When you’re developing applications for a fortune 50 company, you’re bound to run into a problem with their security focused IT department. Recently, I was having trouble deploying a rails application to a server that was sitting behind a proxy. I tried to solve the problem by changing bundler, then by reconfiguring capistrano, but those were both dead ends.
Setup Your $http_proxy
I thought that I could edit my .gemrc and that bundler would use those settings, but that didn’t work. I had been installing gems by using the --http-proxy flag so it seemed like that would work. I had also been contacting the outside world (for git and other things) by setting the http_proxy environment variable, but I was doing so manually each time I needed it, rather than setting it up in my shell’s rc file.

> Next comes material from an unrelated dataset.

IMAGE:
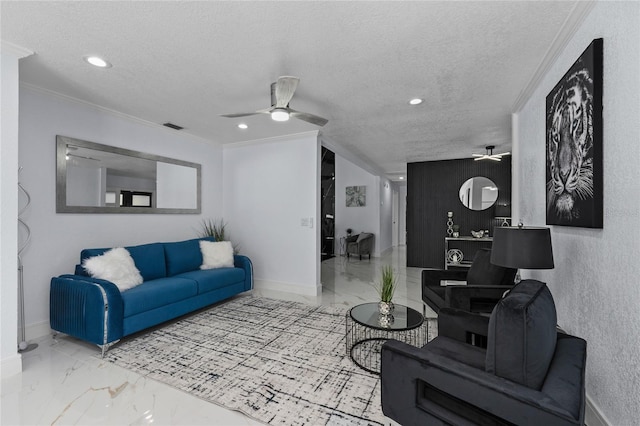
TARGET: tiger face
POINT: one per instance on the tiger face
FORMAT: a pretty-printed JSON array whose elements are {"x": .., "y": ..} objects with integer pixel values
[{"x": 570, "y": 147}]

Here’s how I fixed it.
This assumes that the shell you’re editing belongs to the user that deploys the application in capistrano.

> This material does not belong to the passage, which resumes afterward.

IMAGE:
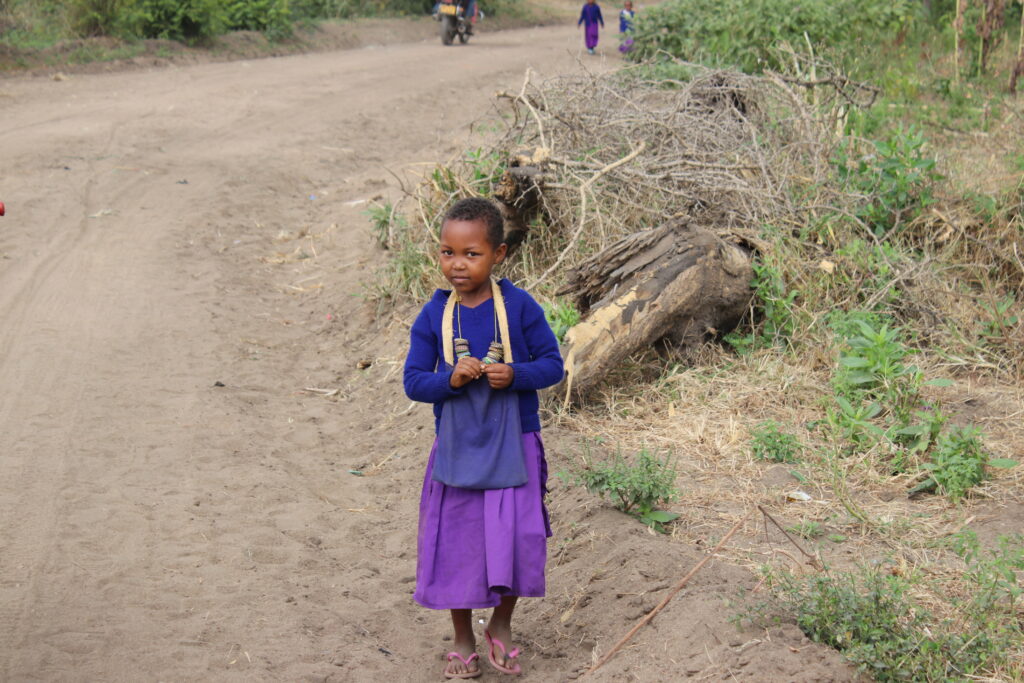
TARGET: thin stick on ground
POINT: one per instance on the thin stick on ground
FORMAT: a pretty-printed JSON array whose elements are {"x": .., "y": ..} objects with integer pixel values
[{"x": 678, "y": 587}]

1. Add the http_proxy to your shell’s rc file
# bash export http_proxy=http://proxy.example.com:8080 #tcsh setenv http_proxy http://proxy.example.com:8080
2. Ensure that when you create a new session, the http_proxy environment variable is actually set
$> echo $http_proxy http://proxy.example.com:8080
Now, when you deploy with capistrano, the bundle command will the proxy that’s setup and communication with your gem sources won’t timeout.